Mkhutshulwa is one of five children and said she would not return home until she found a job. Her parents are pensioners and only her youngest sibling has a job.

“There are better working opportunities in Cape Town. My brothers and sisters are not working back home.”

Mkhutshulwa’s boyfriend, Gladson Clive Tom, 33, who hails from the Northern Cape and is a qualified plumber, also does not have permanent work.

City of Cape Town spokeswoman Kylie Hatton said the people they had initially evicted from the site in Macassar were told to seek alternative accommodation at the Ark Night Shelter.

“They refused to accept that proposal,” she said, adding that they were not “trying to diminish their plight”.

“The council acknowledges their plight,” Hatton said.

According to her, the law was clear and the city would continue to abide strictly by the Prevention of Illegal Evictions and Unlawful Occupation of Land Act, as well as the provisions of the constitution.

The leader of the evictees, Johnny Jeffery le Roux, said they wouldn’t move to the night shelter because it was about 10km out of Macassar.

“Men, women and children would be divided.

“We will be away from our home,” he said.

Cape Argus: In Macassar, June 16 is no cause to celebrate

The city can not provide proof of its plans to build on the site.
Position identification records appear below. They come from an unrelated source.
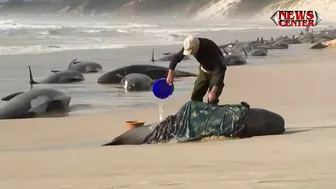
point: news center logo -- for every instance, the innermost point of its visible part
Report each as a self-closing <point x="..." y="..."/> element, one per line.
<point x="296" y="18"/>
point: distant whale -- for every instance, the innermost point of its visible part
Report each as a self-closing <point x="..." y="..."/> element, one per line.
<point x="65" y="76"/>
<point x="325" y="44"/>
<point x="33" y="103"/>
<point x="153" y="71"/>
<point x="235" y="59"/>
<point x="83" y="66"/>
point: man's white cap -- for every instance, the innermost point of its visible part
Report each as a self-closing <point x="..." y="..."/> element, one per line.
<point x="189" y="43"/>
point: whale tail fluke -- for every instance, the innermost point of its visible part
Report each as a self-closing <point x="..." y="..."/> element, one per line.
<point x="113" y="142"/>
<point x="72" y="62"/>
<point x="153" y="60"/>
<point x="31" y="79"/>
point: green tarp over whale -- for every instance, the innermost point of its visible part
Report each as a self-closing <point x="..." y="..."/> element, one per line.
<point x="196" y="120"/>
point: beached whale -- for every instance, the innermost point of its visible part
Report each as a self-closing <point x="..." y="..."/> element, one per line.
<point x="257" y="122"/>
<point x="136" y="82"/>
<point x="166" y="57"/>
<point x="83" y="66"/>
<point x="65" y="76"/>
<point x="325" y="44"/>
<point x="33" y="103"/>
<point x="243" y="48"/>
<point x="153" y="71"/>
<point x="235" y="58"/>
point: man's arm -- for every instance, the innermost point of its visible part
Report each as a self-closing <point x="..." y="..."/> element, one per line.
<point x="176" y="59"/>
<point x="218" y="77"/>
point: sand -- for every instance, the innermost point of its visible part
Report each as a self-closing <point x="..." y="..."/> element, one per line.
<point x="54" y="153"/>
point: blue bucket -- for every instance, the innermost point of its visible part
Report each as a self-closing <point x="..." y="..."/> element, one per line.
<point x="162" y="89"/>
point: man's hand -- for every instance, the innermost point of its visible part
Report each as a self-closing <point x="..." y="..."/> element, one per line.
<point x="212" y="94"/>
<point x="170" y="77"/>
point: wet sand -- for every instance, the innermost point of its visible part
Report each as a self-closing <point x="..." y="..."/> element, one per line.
<point x="58" y="153"/>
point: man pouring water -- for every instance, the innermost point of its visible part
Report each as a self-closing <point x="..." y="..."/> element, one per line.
<point x="211" y="69"/>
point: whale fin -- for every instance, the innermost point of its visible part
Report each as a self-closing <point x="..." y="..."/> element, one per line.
<point x="120" y="76"/>
<point x="153" y="60"/>
<point x="7" y="98"/>
<point x="225" y="51"/>
<point x="31" y="77"/>
<point x="244" y="51"/>
<point x="72" y="62"/>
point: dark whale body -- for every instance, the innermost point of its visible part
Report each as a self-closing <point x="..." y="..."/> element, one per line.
<point x="261" y="122"/>
<point x="65" y="76"/>
<point x="83" y="67"/>
<point x="153" y="71"/>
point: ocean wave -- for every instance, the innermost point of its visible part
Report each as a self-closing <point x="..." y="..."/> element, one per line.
<point x="17" y="25"/>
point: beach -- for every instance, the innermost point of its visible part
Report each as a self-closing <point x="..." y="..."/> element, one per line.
<point x="65" y="152"/>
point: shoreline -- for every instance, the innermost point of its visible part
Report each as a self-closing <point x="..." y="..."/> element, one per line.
<point x="66" y="152"/>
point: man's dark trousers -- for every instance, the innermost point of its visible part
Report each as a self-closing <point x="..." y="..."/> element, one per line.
<point x="204" y="83"/>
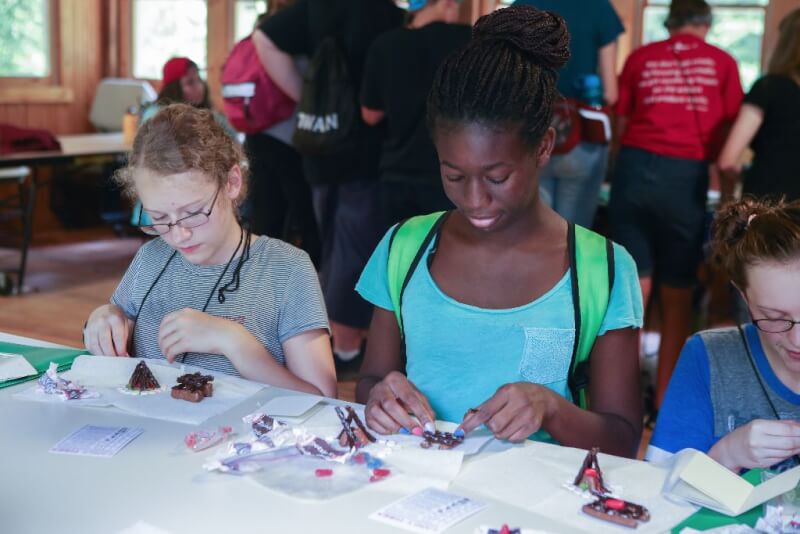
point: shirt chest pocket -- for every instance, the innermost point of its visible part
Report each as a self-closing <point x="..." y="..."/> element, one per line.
<point x="547" y="354"/>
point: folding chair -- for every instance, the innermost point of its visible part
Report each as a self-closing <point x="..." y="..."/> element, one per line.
<point x="19" y="206"/>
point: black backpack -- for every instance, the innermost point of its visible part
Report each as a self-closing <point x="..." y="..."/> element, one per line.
<point x="328" y="116"/>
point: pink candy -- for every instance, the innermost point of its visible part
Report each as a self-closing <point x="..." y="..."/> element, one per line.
<point x="203" y="439"/>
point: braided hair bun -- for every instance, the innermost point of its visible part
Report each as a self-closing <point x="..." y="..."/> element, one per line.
<point x="541" y="35"/>
<point x="505" y="76"/>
Moreover the City’s interdict (which prevents further occupation and the erection of new structures) most certainly did not give legal sanction to the demolitions which were illegal (and in fact criminal) as well as in contempt of court.
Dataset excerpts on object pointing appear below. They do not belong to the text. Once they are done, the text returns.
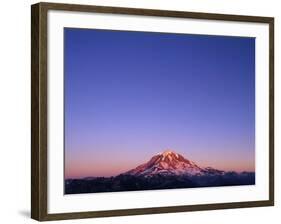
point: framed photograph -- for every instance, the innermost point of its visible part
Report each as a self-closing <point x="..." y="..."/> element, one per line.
<point x="141" y="111"/>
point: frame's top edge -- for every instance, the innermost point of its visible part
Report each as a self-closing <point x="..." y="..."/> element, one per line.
<point x="153" y="12"/>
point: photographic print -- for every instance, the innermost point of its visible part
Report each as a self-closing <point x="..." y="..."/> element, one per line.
<point x="143" y="111"/>
<point x="154" y="111"/>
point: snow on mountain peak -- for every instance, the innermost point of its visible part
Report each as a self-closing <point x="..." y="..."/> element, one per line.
<point x="168" y="163"/>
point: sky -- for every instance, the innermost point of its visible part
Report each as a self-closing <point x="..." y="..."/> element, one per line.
<point x="130" y="95"/>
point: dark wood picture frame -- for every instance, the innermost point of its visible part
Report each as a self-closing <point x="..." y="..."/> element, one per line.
<point x="39" y="147"/>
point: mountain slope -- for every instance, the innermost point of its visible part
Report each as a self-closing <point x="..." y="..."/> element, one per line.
<point x="170" y="163"/>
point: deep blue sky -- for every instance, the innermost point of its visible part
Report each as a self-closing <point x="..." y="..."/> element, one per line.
<point x="129" y="95"/>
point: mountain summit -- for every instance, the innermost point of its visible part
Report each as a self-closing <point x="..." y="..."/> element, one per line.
<point x="170" y="163"/>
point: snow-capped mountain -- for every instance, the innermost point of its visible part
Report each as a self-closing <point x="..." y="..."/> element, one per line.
<point x="171" y="163"/>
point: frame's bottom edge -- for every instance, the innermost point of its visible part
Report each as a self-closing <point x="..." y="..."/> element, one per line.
<point x="156" y="210"/>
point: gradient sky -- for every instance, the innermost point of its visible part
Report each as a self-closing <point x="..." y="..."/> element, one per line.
<point x="130" y="95"/>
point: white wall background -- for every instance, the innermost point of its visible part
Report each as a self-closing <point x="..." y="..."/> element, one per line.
<point x="15" y="111"/>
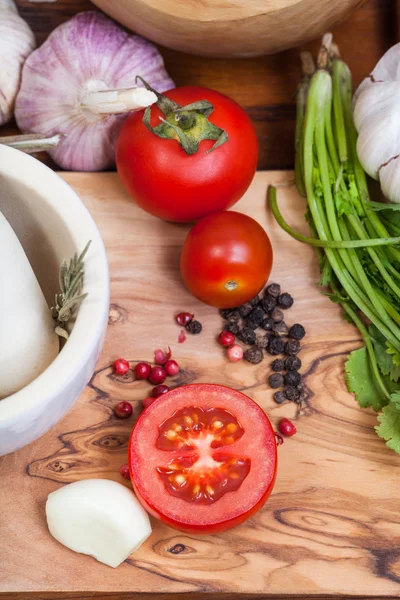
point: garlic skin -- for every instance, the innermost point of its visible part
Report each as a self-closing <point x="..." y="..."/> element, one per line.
<point x="16" y="43"/>
<point x="377" y="120"/>
<point x="66" y="85"/>
<point x="98" y="517"/>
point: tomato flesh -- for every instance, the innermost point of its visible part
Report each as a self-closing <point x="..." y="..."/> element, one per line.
<point x="201" y="475"/>
<point x="203" y="458"/>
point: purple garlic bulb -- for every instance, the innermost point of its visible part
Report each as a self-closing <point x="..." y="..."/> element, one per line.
<point x="81" y="84"/>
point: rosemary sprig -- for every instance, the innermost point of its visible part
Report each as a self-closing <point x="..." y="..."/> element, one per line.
<point x="71" y="279"/>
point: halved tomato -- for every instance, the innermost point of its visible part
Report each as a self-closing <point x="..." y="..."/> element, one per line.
<point x="203" y="458"/>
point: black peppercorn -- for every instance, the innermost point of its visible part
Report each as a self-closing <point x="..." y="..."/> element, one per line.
<point x="275" y="380"/>
<point x="233" y="316"/>
<point x="285" y="300"/>
<point x="245" y="309"/>
<point x="256" y="316"/>
<point x="262" y="341"/>
<point x="292" y="347"/>
<point x="291" y="393"/>
<point x="274" y="289"/>
<point x="278" y="364"/>
<point x="276" y="346"/>
<point x="250" y="324"/>
<point x="279" y="397"/>
<point x="268" y="303"/>
<point x="254" y="355"/>
<point x="277" y="315"/>
<point x="194" y="326"/>
<point x="267" y="324"/>
<point x="247" y="335"/>
<point x="297" y="331"/>
<point x="232" y="328"/>
<point x="292" y="378"/>
<point x="292" y="363"/>
<point x="301" y="391"/>
<point x="280" y="329"/>
<point x="255" y="301"/>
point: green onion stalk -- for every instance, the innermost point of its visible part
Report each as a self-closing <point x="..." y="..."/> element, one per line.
<point x="358" y="245"/>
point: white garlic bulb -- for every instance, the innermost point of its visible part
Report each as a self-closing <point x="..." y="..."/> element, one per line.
<point x="16" y="43"/>
<point x="377" y="119"/>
http://www.capeargus.co.za/index.php?fArticleId=5039385

In Macassar, June 16 is no cause to celebrate
Evictees rally to ‘decelebrate’ Youth Day

June 17, 2009 Edition 1

Fouzia van der Fort

YOUTH Day was no cause for celebration for the people evicted from Macassar Village land earmarked for formal housing, and their fellow shack dwellers turned out to support them in their protest to “de-celebrate” June 16.

Representatives from different informal settlements across the Peninsula, along with members of the shack dwellers group Abahlali baseMjondolo, toyi-toyied in protest at the site yesterday.

“We want to pledge our solidarity to expose the appalling conditions our comrades are living in,” said Mzonke Poni, chairman of the group.

He said the 1976 struggle was fought by ordinary people, and it was the ordinary people who should be mobilising now to “take back our history of struggle from the politicians”.

“We want to empower the occupants of Macassar.

“They are not alone. There are people supporting them,” Poni declared.

About 50 residents have been sleeping either in makeshift shacks or without any shelter at all since they were evicted from the land, which is currently the subject of an environmental impact study.

The city has plans to build 2 500 houses there.

Poni claimed the residents were fighting “for a small thing – a piece of land – so that they may be recognised as people to whom the government will provide a minimal level of service of water, roads and electricity”.

Following previous clashes with police in the area, Poni was expected to appear in the Somerset West Magistrate’s Court on a charge of public violence today.

For the past month the group has been living on the side of the road, alongside the open land.

Yesterday, their mattresses and other belonging were lying covered in black plastic beside an open fire which they used for cooking and warmth.

The homes they built on the land were demolished by law-enforcement officials from the City of Cape Town, in accordance with a court order preventing occupation of the land.

For Theliwe Macekiswana, 33, who has 10-month-old baby Iphendule, the fight for freedom is meaningless when she has nowhere to live.

Unemployed since March, she said she had nothing to celebrate.

The municipality had evicted her, taking her materials “instead of protecting us on this land”.

“They took my whole hokkie,” she said.

Joseph Jantjies, 52, who has been living in a Macassar backyard for 20 years since his arrival here from the Eastern Cape, said they had resorted to protests to force the government to take notice of them.

“These people have nothing to celebrate.

“They can’t be satisfied with living like this,” he said.

Several Metro Police officers stood monitoring the protest throughout the morning yesterday.